Size aktarmaya değer bir anı daha… Mehmet hoca anlattı.. Yıl 1985 Ermenek Lisesi’nden Çanakkale’ye tayin edilmiş, görev alamamış, bu arada Anafartalar’da yıkılmış siperler temizlenecekmiş. Onu tarih öğretmeni boş olduğu için temizliğe deniz askerleri ile katılmasını istemişler. Severek kabul etmiş ve tam tamına bu siperlerden 120 ceset kemiğini hiç bozulmamış uzanmış yatar vaziyette bulmuş. Ve bunları bir tek mezarda toplamışlar. O mezarı da ziyaret ettik duada bulunduk. Buradaki ilginç tespit şuydu: O yıllarda Türk askerinde okuma yazma oranı yüzde 18 imiş onun için okuryazar olanların kimliklerini tespit etmek zor imiş. Ama okuma yazması olmayanların kimliğini çabuk tesbit etmişler. Sebebi ise yanlarında taşıdıkları kimliği gösteren mühürlermiş. Toprağı eleyince metal parça hemen ele geçiyormuş. Burada bir de Çakmak soyadlı bir şehit görüp sordum. Rehber üsteğmen Nazif Çakmak’mış. Fevzi Çakmak’la onun küçük kardeşi imiş.
HALYO PASAJI OLDU AYNALI ÇARŞI
Artık dönüş başlamıştı aldığın notların ne kadarını yazdın İsmail Bey derseniz henüz üçte birini derim. Çanakkale yazılmaz gezilesi görülesi düşünülesi yerdir.
Eceabat’tayız…Dinlendik günün yorgunluğunu deniz kıyısında çay içerek attık ve akşam saat 18’de Gelibolu’ya hareket ettik. Burada da boş durmadı Mehmet rehber. Aynalı Çarşı ve Truva’yı anlattı. Benim Truva çok ilgimi çekmemişti ama ya Aynalı Çarşı.. İşte onu can kulağı ile dinledim bu Çanakkale İçinde Aynalı Çarşı türküsü bildiğim kadarı ile Kastamonu yöresine ait bir türkü orada şehit düşen bir Kastamonulu’ya yakılmış bir ağıt biliyorum ama Çanakkale içinde de Aynalı Çarşı var mıydı bilmiyordum. Çanakkale çok eskiden ticaret merkezi imiş. Geçit yolunda bulunuyormuş o zamanın ulaşım araçları ise deve ve at eşek olduğu için burada at koşumları, deve havutları semer, eyer sanatı çok gelişkinmiş.
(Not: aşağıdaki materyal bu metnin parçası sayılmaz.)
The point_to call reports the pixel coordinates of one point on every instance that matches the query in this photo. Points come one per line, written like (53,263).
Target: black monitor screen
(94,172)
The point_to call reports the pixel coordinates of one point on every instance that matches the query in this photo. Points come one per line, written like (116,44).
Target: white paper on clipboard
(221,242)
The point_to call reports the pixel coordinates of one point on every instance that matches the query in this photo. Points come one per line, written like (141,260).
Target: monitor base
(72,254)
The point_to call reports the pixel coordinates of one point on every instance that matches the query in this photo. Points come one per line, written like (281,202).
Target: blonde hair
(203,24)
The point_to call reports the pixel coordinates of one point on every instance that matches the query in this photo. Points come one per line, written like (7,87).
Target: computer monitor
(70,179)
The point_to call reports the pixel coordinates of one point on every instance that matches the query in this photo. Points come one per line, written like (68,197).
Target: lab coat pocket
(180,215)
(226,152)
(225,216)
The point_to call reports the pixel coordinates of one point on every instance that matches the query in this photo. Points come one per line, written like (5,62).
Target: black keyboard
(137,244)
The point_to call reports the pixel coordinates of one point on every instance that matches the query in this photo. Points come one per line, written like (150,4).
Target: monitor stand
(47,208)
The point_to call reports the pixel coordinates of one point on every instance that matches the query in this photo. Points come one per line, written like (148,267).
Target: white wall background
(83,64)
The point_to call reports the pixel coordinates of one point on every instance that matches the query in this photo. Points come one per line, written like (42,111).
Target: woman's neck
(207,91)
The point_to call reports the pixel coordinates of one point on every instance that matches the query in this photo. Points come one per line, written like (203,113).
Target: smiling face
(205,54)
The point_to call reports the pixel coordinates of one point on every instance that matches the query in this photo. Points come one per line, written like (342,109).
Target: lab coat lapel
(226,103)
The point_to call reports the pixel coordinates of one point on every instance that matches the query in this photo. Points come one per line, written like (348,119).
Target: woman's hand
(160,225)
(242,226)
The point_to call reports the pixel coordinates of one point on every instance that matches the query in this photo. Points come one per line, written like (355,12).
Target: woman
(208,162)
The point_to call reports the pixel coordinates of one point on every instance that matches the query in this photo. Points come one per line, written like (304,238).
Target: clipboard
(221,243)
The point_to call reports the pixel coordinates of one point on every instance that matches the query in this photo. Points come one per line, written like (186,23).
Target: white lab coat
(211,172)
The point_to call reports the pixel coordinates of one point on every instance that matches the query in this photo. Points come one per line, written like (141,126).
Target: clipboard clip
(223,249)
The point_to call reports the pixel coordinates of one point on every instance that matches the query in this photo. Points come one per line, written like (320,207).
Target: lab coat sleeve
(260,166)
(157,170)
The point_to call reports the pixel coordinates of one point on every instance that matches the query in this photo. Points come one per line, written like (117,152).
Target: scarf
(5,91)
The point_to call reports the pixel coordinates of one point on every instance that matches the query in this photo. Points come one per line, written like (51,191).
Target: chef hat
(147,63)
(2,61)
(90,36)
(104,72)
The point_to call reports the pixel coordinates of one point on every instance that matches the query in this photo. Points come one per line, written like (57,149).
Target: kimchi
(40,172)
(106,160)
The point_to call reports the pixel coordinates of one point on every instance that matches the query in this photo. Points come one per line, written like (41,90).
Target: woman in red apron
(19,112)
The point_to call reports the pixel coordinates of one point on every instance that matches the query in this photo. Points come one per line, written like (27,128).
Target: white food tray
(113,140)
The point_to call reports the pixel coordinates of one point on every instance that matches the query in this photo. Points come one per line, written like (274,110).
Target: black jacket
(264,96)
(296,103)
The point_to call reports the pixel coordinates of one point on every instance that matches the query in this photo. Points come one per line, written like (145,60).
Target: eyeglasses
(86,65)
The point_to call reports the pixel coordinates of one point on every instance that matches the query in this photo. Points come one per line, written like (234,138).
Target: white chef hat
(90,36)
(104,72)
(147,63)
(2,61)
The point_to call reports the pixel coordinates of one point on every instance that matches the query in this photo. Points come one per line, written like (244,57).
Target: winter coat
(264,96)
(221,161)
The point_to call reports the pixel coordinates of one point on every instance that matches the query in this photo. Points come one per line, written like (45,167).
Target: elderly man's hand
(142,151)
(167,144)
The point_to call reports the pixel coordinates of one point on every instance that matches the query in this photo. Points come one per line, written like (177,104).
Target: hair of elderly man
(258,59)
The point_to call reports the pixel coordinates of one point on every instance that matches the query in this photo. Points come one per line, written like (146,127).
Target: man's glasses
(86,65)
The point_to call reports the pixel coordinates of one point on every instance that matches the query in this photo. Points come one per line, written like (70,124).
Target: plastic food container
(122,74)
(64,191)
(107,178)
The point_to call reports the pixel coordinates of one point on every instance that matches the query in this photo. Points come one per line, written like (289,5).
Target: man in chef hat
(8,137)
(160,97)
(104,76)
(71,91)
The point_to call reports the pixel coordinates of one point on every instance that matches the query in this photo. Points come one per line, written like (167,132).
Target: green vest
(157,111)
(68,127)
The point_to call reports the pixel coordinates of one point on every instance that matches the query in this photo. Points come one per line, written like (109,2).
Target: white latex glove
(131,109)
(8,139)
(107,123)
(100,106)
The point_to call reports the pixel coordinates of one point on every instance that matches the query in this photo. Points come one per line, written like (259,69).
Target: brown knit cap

Bu sanatkârlar bu yaptıkları sanat eserlerine yuvarlak aynalar yerleştirip dikkat çekmeyi yeğledikleri için her taraftan ışıklar yansırmış. Onun için bu sanatkarların bulunduğu çarşıya Aynalı Çarşı denirmiş. Yine doksanlı yıllarda gelen bir İngiliz kadın Çanakkale’yi gezip bir şeyler arıyormuş. Sonunda rehbere getirmişler, aradığı yeri sormuş “Aynalı Çarşı” demiş. “Böyle bir çarşı yok” deyince “Harp yıllarında benim babam fotoğraf çekmiş var bende resimler” demiş bunları kendisine göndermesini rica etmiş, göndermiş kadın. İşte o eski Aynalı Çarşı tam tamına birkaç resim de varmış. Ve Kültür Bakanlığına müracaat etmişler bu resimlerden yola çıkılarak 2000 yılında oluşturulan çarşının aslı Halyo Pasajı imiş, Aynalı Çarşı olmuş.
Gelibolu’da yemeklerimizi yedikten sonra saat 20’de Lapseki araba vapuru ile Lapseki’ye geçtik ve sabaha kadar yol alıp evlerimize ulaştık. Bu organizasyonu tertip eden Karatay Belediye Başkanımız Mehmet Hançerli’ye, gidiş gelişlerde bizlere saygılı ve düzenli bir gezi yaptıran görevlilere ayrı ayrı teşekkür ederim. Böyle hafta başı gezisinin akıllıca düşünen bir kafadan çıktığına inanıyor tenha bir gezi yaptığımız için teşekkürlerimi bir daha arzediyorum.